May I just, in a couple of minutes left, ask for the slide to go up-- Admiral Haney’s slide – and leave you with just three thoughts here.

So, if you take my argument that the red theory of victory – it comes in the spirit of both Clausewitz and Sun Tzu, the main competition, is over there left of boom.  I mean, Putin, Xi Jinping, and which leader is he now?  Dear or Great?


DR. ROBERTS:  Are pressing, with confidence, their theories of victory in phase zero, and they’re heavily using information strategies and propaganda strategies, to shape the information and decision environment.  That game is underway.

The common picture most people have, in my experience, of a regional nuclear conflict, is that it would escalate, escalate, and then come to the nuclear piece, which is the exclamation point at the end.  There is some crossing of our red line in our nuclear declaratory policy by the regional aggressor.  We bash them in an exchange with nuclear weapons, it’s messy, ugly, and over.

And, in the kind of scenarios I’m thinking about and that they are writing about, those nuclear acts may come much earlier in the game.  They may be single punctuation marks in a long story line.

We can’t gauge when North Korea might calculate that its survival -- when regime survival is in question.  Our picture suggests it’s at the end of the day.  But, what if the opening day of the war was, as they perceive, regime survival at stake?

I have tried to focus on how they think about getting us to take the off ramps. They have to have a theory for themselves that we’re going to take the off ramps, in an escalating conflict.

Two more points.  We closely associate, in our mental picture of this map, their nuclear deployment, our nuclear response, and end game.  What if, at the conventional level of war, we’re three days away from victory?  Their effort is a last-gasp effort to de-escalate, on their terms.  Is it clearly the case that we should retaliate with a nuclear weapon?  What if it’s six days?  What if it’s a week?  What if it’s a month?  Is it automatically in our interest to retaliate by nuclear means to a nuclear attack?

And I think there are cases where it is and I think there are cases where it clearly isn’t, and I think there are plenty in the middle.

The final point is that we’ve talked about this as a problem of extended deterrence, and I think, for most of the American nuclear community, central deterrence remains the main thing, and extended deterrence is the footnote.  In this world, extended deterrence is the main thing and simple deterrence is the footnote if it goes really bad.
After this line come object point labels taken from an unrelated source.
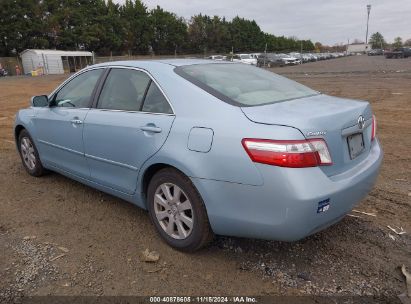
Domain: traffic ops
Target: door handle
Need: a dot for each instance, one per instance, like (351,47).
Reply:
(151,128)
(76,121)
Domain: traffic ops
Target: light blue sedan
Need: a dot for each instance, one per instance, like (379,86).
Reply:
(207,147)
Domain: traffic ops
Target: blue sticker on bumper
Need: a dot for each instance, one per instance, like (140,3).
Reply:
(323,205)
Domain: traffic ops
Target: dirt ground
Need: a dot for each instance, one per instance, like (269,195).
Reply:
(59,237)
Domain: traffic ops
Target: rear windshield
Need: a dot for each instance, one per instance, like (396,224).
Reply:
(243,85)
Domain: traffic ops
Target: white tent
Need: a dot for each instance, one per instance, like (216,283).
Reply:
(55,61)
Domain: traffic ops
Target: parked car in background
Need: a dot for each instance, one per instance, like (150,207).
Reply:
(244,58)
(288,60)
(256,155)
(403,52)
(376,52)
(255,55)
(217,57)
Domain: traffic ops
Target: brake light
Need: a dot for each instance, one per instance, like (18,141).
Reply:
(374,128)
(288,153)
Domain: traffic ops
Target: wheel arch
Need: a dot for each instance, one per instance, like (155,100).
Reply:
(151,169)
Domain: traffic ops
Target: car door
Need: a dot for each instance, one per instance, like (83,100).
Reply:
(59,127)
(130,123)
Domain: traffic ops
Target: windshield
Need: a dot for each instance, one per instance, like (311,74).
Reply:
(243,85)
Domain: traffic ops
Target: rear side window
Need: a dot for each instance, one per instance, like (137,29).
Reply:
(124,89)
(77,92)
(155,101)
(243,85)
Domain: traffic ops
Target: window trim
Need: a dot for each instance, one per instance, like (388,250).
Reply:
(152,79)
(53,94)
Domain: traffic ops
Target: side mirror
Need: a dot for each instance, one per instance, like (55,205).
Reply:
(40,101)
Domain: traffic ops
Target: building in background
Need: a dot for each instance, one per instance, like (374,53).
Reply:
(358,48)
(54,61)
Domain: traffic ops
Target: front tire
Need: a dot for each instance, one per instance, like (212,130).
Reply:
(177,211)
(29,155)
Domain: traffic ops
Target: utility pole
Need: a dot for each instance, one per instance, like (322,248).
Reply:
(366,34)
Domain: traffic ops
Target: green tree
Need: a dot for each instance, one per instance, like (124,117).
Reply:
(397,42)
(21,26)
(138,32)
(377,41)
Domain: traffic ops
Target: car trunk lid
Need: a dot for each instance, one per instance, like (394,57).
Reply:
(321,116)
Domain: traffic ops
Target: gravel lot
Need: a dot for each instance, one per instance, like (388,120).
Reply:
(58,237)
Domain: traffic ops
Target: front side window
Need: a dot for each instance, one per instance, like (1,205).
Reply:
(124,89)
(78,92)
(243,85)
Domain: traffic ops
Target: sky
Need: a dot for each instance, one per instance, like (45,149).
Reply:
(329,22)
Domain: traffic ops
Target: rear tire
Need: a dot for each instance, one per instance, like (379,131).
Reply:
(29,155)
(177,211)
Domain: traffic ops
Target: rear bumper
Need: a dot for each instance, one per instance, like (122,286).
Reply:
(286,206)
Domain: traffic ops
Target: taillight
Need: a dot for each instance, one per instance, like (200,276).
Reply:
(374,128)
(288,153)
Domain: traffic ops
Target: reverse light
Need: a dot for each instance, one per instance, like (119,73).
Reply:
(374,127)
(288,153)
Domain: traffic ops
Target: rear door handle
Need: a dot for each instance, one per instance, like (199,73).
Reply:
(151,128)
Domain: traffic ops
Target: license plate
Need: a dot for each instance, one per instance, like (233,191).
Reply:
(355,144)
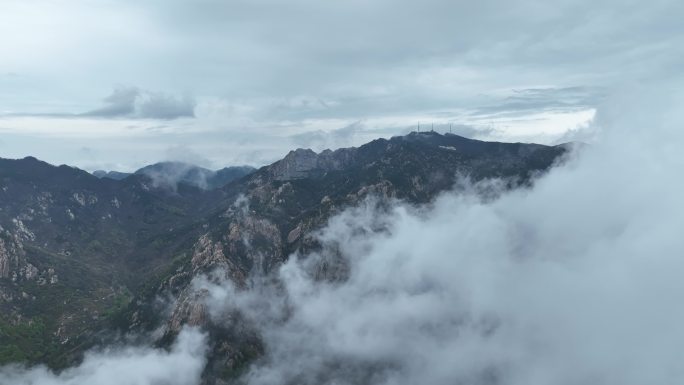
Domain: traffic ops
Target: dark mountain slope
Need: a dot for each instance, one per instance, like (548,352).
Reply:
(81,255)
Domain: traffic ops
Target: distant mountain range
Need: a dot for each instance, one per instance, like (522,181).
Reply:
(83,257)
(170,174)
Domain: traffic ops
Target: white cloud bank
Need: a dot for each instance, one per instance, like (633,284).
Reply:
(181,365)
(576,281)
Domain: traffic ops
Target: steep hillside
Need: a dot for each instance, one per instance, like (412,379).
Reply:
(82,257)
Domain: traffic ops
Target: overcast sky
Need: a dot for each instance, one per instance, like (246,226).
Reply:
(118,84)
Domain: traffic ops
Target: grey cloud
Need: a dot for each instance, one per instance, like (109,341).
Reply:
(573,281)
(320,140)
(131,102)
(534,100)
(181,365)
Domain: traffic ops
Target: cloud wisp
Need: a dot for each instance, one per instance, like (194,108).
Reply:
(574,281)
(131,102)
(181,365)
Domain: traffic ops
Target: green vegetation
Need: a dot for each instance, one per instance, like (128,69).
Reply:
(27,342)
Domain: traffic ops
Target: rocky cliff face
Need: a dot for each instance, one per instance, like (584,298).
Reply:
(114,248)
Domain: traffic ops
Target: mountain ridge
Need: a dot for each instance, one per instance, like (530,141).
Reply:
(105,250)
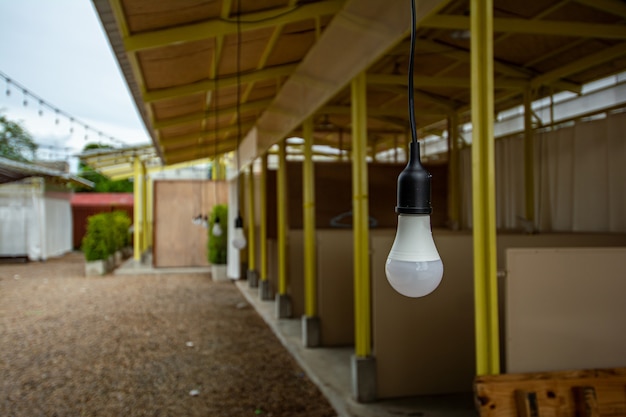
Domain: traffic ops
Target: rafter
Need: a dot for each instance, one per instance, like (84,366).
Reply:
(223,27)
(537,27)
(208,85)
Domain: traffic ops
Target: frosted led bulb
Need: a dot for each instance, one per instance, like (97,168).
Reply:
(413,267)
(239,241)
(217,228)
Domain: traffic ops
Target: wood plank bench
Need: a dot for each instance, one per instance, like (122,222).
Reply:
(584,393)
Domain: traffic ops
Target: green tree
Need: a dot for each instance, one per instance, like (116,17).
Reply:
(15,141)
(102,183)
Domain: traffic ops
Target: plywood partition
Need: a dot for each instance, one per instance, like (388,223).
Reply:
(177,241)
(565,308)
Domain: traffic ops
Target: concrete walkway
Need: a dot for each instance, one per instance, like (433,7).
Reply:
(328,368)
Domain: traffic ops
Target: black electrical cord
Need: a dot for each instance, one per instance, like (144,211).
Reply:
(410,75)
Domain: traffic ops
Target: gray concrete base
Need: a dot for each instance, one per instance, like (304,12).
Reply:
(253,278)
(265,291)
(363,379)
(283,306)
(311,331)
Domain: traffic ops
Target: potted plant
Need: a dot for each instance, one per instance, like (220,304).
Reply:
(218,241)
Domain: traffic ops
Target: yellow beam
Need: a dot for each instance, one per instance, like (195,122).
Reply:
(251,222)
(483,190)
(222,27)
(209,85)
(535,27)
(529,158)
(362,296)
(308,207)
(281,208)
(263,226)
(137,224)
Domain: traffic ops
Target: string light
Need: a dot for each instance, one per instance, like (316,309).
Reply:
(57,112)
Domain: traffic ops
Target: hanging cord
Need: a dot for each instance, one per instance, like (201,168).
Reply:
(238,94)
(410,75)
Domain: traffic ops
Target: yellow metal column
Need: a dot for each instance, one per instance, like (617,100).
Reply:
(363,363)
(144,209)
(454,169)
(360,212)
(283,302)
(253,277)
(483,189)
(529,158)
(310,321)
(308,207)
(264,289)
(137,235)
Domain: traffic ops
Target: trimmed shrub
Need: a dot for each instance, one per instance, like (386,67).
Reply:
(106,233)
(218,245)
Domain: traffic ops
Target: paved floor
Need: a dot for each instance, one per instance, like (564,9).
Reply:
(329,368)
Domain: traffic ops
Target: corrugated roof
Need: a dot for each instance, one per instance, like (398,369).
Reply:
(11,171)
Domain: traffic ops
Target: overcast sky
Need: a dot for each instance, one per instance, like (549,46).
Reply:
(59,52)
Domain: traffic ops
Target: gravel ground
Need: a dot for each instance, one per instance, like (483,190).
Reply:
(146,345)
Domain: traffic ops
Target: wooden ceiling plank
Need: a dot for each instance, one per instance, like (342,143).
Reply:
(589,61)
(615,7)
(213,28)
(536,27)
(207,85)
(357,36)
(195,117)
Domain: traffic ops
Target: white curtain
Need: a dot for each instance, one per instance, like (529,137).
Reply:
(580,178)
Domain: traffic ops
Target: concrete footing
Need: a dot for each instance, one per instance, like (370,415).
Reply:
(363,379)
(283,306)
(253,278)
(265,291)
(311,331)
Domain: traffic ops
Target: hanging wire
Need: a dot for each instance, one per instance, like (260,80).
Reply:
(411,93)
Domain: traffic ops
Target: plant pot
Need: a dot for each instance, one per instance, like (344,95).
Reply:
(218,272)
(96,268)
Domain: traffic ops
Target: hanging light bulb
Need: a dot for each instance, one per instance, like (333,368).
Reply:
(217,227)
(239,241)
(413,267)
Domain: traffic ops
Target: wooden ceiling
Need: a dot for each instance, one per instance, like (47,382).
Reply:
(193,66)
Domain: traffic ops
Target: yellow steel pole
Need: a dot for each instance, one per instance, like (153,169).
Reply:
(362,296)
(454,177)
(137,209)
(144,208)
(251,226)
(263,226)
(483,185)
(281,214)
(529,158)
(308,203)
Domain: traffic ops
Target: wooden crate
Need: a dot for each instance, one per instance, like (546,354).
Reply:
(585,393)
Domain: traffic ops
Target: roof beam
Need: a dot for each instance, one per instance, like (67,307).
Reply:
(424,81)
(222,27)
(536,27)
(199,116)
(209,85)
(615,7)
(183,140)
(359,34)
(589,61)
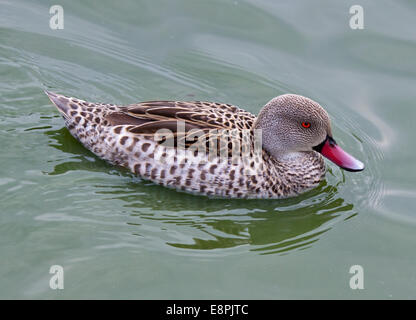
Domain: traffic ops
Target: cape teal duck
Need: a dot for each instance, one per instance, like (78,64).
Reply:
(190,146)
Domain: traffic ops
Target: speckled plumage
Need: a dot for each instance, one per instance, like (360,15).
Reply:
(125,136)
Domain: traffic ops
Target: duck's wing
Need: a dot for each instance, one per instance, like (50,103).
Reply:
(186,121)
(155,115)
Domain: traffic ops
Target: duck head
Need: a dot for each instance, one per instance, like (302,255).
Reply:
(291,123)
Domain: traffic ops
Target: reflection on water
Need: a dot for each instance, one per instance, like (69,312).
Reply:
(266,226)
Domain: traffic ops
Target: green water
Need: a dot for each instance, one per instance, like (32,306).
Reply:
(119,237)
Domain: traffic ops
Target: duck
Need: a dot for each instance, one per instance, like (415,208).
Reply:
(212,149)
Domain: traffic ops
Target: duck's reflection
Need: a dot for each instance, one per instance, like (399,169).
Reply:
(265,226)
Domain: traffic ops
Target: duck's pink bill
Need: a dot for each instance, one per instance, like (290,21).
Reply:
(333,152)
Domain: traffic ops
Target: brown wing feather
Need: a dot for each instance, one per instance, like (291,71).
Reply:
(204,119)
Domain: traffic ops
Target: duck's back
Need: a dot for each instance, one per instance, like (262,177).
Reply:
(157,141)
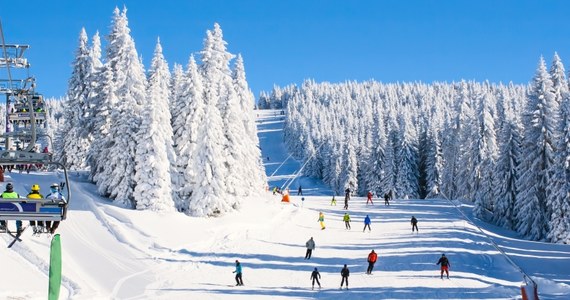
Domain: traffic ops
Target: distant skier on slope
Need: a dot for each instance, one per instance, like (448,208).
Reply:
(367,222)
(322,220)
(346,197)
(414,222)
(445,264)
(372,257)
(315,276)
(387,199)
(310,244)
(239,280)
(346,220)
(369,198)
(344,273)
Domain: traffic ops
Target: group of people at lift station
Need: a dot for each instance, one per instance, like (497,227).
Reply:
(25,167)
(38,226)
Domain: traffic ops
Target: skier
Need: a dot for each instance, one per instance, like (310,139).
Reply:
(310,244)
(322,220)
(54,194)
(415,224)
(344,273)
(445,264)
(35,194)
(372,257)
(346,220)
(315,276)
(367,223)
(239,280)
(10,194)
(346,197)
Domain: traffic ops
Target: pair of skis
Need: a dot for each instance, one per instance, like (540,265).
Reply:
(15,236)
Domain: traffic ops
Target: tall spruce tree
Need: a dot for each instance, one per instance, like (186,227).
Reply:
(187,127)
(117,179)
(75,145)
(153,190)
(539,128)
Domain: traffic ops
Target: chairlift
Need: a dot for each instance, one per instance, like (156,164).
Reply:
(25,107)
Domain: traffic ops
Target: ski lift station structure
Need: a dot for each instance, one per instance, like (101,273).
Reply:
(25,113)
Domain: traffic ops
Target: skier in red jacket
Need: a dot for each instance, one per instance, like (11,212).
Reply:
(369,198)
(372,257)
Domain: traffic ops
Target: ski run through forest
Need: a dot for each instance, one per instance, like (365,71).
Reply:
(145,145)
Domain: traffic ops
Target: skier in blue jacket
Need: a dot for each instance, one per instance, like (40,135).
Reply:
(239,280)
(367,223)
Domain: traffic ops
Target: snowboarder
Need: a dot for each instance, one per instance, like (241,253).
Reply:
(310,244)
(415,224)
(372,257)
(35,194)
(367,223)
(322,220)
(315,276)
(54,194)
(239,280)
(346,220)
(445,264)
(344,273)
(10,194)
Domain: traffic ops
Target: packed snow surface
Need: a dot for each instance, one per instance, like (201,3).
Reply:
(115,253)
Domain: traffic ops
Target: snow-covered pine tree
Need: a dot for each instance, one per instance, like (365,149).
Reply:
(75,146)
(434,162)
(485,148)
(153,190)
(176,83)
(465,128)
(506,169)
(559,188)
(187,125)
(538,157)
(117,178)
(407,158)
(254,179)
(210,195)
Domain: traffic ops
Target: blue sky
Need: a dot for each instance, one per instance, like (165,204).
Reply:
(285,42)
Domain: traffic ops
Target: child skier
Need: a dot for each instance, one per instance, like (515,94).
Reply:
(322,220)
(445,264)
(346,220)
(315,276)
(369,198)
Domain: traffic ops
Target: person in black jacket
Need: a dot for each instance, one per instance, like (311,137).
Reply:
(344,273)
(315,276)
(445,264)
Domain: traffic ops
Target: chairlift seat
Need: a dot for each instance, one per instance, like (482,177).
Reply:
(33,209)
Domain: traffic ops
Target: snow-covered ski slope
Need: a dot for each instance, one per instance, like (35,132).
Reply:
(114,253)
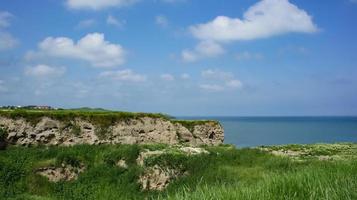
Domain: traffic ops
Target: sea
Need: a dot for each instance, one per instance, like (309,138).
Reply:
(261,131)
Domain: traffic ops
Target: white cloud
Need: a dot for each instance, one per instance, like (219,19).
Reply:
(167,77)
(3,88)
(111,20)
(205,49)
(248,56)
(211,87)
(5,19)
(185,76)
(92,48)
(222,80)
(44,71)
(7,41)
(86,23)
(123,75)
(161,20)
(217,75)
(234,83)
(98,4)
(264,19)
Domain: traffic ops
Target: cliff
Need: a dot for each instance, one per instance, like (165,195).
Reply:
(66,128)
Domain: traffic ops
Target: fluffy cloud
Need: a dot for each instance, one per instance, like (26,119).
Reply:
(185,76)
(92,48)
(161,20)
(111,20)
(222,80)
(211,87)
(264,19)
(5,19)
(204,49)
(7,41)
(3,88)
(86,23)
(97,4)
(248,56)
(44,71)
(167,77)
(123,75)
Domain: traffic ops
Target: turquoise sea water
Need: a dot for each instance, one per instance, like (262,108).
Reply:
(257,131)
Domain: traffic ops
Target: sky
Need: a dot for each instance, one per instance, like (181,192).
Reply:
(182,57)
And we have historically, simply extended the terms, provided they guaranteed for our allies, and then the associated capabilities.

In this world, we’re trying to build regional deterrence architectures, in which our allies contribute significantly to that capability toolkit.  They contribute missile defenses.  They contribute conventional strike.  They contribute resilience in cyber and space.  And they contribute, in Europe, to the nuclear posture of NATO, and to the hosting of American forces.

This lends credibility to our posture, but it invites many, many complications.  You have already heard a number of them this morning.  Allies are expressing concern that our extended nuclear deterrent lacks certain capabilities that they would value. Sugio mentioned one, a capacity to survive, despite China’s rapidly-growing conventional strike capability, and then there are others.

These are uncomfortable questions for us, because we, as a nuclear community, have largely written out the extended deterrent.  We wouldn’t have the capabilities uniquely associated with extended deterrence.

So, with that, let me hope I’ve given you some “food for thought.”  Theories of victory is a general way to think about this problem set.  A “red theory” that appears well developed and fairly confidently expressed today, a blue theory that’s coming together, a set of theories that we hope never get put to test in war, because some of them are built on some pretty flimsy assumptions, but that are being tested real time today in the regional settings in Europe and Asia.

With that, let me thank you for your attention.  Buy my book early and often and thank you all.